Stage 3: Differentiation

The third stage, kicked off in 1988 with a major review of accomplishments to date (Daly and Chesney-Lind), has been characterized in part by highly specific research projects built on the groundwork established in the second stage. The new work includes sophisticated empirical studies of court processing (e.g., Albonetti); victimization studies assessing violence against women (Bachman, forthcoming; Koss); reconceptualizations of the implications of criminal justice policy (e.g., Miller, ed.); and research on particular prison issues (Human Rights Watch; Morash, Bynum, and Koons). One result of third-stage activity has been documentation of previously unrecognized differences between women and men, among groups of women, and in the practices of various courts and prisons (e.g., Kruttschnitt, Gartner, and Miller, forthcoming). Another result has been the opening up of new territory for theorizing about difference and its criminal-justice effects. Also characteristic of this third stage is an internationalization of feminist work in criminology, starting formally with a 1991 conference in Quebec (Bertrand, Daly, and Klein, eds.) and continuing through smaller conferences and individual initiatives (Rafter and Heidensohn, eds.). This cross-fertilization has sensitized feminists to national differences and to some extent refocused them on global problems such as female circumcision and child prostitution.

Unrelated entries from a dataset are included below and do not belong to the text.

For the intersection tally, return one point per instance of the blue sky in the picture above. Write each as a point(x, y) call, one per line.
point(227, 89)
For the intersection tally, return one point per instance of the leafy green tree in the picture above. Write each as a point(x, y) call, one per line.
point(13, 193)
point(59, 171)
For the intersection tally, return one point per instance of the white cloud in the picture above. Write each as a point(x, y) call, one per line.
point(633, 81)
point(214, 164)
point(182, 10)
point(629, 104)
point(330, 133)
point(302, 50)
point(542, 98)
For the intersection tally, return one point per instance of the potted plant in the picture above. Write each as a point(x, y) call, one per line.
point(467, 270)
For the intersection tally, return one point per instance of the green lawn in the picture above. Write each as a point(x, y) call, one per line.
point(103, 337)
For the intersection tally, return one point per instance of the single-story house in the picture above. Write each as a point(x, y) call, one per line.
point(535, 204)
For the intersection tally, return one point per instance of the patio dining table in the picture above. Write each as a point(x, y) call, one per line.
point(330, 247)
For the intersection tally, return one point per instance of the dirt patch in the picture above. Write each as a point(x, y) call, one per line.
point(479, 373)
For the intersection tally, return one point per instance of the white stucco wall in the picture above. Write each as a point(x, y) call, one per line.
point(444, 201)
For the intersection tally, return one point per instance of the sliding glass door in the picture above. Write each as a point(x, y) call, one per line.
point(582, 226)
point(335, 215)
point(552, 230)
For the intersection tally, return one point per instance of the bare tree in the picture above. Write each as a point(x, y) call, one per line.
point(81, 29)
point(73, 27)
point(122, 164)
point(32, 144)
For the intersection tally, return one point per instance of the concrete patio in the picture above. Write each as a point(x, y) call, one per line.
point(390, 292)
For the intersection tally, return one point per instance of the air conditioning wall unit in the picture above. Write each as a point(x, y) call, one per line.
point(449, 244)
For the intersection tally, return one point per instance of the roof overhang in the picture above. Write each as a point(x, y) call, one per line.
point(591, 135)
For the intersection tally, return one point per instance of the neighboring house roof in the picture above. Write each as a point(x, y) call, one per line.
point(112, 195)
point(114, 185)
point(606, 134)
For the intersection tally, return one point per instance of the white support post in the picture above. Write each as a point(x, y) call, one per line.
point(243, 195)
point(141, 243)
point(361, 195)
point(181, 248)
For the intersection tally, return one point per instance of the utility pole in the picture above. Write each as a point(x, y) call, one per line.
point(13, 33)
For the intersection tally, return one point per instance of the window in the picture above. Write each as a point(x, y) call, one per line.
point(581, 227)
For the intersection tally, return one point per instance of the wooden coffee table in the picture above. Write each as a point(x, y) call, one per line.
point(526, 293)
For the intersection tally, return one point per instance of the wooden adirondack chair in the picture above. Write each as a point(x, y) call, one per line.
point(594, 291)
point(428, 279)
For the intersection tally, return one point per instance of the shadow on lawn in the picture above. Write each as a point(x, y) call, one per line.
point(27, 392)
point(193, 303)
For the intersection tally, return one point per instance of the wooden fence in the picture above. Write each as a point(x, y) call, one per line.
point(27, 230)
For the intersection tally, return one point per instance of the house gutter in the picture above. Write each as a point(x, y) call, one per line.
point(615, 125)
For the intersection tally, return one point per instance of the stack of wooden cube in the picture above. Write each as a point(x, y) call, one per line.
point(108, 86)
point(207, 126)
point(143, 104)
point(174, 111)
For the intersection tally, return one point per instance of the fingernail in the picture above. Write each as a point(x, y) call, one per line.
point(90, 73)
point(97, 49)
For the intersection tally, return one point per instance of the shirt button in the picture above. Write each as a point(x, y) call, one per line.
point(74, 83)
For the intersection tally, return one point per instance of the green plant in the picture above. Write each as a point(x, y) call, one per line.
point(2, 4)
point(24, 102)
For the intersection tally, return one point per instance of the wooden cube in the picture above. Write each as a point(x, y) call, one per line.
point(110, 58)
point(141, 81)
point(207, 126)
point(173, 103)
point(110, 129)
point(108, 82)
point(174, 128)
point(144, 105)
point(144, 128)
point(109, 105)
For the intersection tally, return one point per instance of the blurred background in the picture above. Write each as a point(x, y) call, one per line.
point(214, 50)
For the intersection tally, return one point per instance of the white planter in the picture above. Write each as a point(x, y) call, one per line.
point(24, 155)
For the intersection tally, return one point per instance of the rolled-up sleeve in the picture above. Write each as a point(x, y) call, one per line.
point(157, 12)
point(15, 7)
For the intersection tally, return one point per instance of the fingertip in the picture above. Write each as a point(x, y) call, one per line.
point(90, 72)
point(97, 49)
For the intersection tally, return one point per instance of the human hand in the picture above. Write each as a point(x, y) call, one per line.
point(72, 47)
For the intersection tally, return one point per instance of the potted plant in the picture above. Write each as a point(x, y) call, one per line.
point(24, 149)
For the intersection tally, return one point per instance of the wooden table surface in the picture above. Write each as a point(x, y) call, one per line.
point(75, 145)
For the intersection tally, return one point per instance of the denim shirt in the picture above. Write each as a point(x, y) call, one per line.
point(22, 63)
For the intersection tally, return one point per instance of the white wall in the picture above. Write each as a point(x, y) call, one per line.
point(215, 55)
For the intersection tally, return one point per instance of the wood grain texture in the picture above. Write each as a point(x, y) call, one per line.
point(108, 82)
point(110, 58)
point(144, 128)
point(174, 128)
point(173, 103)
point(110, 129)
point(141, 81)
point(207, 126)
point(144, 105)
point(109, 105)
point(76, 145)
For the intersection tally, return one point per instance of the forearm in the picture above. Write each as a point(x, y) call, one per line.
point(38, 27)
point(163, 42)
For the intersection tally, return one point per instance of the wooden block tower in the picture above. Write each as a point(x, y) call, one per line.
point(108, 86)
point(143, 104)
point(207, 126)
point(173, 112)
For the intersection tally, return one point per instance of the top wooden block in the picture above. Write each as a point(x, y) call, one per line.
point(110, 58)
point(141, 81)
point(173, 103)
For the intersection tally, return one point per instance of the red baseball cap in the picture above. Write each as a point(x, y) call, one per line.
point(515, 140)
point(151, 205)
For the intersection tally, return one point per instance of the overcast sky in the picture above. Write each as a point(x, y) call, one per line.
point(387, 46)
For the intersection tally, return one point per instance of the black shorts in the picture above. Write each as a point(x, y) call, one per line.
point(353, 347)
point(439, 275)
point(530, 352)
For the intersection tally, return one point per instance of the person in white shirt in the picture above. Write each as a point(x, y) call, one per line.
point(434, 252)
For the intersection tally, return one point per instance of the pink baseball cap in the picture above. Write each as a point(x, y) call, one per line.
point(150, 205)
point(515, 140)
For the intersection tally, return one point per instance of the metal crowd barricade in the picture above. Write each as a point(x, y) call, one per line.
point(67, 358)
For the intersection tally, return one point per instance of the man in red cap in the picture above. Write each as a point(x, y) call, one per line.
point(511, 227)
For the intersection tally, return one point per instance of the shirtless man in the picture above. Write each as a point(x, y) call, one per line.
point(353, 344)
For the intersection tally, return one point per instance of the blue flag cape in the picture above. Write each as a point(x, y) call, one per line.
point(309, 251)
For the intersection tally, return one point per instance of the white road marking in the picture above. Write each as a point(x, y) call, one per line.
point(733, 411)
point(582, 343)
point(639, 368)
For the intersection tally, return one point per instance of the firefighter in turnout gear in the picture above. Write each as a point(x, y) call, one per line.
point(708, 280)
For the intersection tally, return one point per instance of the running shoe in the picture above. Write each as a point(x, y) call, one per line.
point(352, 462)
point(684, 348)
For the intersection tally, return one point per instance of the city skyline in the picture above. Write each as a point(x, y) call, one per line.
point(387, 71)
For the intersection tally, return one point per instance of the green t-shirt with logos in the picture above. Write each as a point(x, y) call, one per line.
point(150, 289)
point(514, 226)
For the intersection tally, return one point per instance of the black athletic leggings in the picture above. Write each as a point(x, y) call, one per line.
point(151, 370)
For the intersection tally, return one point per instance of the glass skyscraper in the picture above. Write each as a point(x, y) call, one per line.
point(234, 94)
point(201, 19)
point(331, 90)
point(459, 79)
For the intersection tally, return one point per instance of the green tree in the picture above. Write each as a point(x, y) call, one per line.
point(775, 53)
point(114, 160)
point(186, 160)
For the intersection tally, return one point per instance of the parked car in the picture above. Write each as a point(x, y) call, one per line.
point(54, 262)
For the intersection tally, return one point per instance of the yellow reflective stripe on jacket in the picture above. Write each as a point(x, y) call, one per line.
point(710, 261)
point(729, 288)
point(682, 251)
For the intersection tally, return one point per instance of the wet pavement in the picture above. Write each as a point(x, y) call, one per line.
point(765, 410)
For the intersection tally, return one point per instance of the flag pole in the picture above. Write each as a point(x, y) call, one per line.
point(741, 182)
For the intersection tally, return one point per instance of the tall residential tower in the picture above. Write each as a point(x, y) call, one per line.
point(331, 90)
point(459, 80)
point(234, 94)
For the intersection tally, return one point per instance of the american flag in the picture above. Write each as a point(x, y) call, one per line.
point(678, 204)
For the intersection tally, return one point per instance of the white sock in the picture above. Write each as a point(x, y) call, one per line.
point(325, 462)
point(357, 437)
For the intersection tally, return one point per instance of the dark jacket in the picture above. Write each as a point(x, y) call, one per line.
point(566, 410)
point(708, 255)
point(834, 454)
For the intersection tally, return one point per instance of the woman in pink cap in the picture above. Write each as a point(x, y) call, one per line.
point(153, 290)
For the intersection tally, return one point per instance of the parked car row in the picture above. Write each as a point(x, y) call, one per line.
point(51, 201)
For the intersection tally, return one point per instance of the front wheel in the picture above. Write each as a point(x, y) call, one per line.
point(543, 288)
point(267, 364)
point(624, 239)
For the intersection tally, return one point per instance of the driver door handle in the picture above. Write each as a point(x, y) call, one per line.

During this third stage, the concept of gender evolved even further from its roots in biological sex differences as feminists became concerned with intersectionalities or the ways in which gender is cross-cut by such variables as age, class, race, and sexual preference, creating a multiplicity of ways of being masculine, feminine, something in between, or something entirely different. As the concept of gender fragmented, it gave rise to work on masculinities and crime (e.g., Messerschmidt). Definitions of the key criminological problems also splintered into issues of ‘‘multiple inequalities’’ (Daly and Maher, eds., p. 11). Feminists concentrated more on crime and crime control, less on problems presented by mainstream criminology, which despite some accommodations to the feminist critique has remained remarkably impervious to change. In fact, by the end of the third decade, some feminists had turned away from criminology itself (Daly and Maher, eds.; Rafter and Heidensohn, eds.), refusing to let mainstream criminologists set their political or research agendas.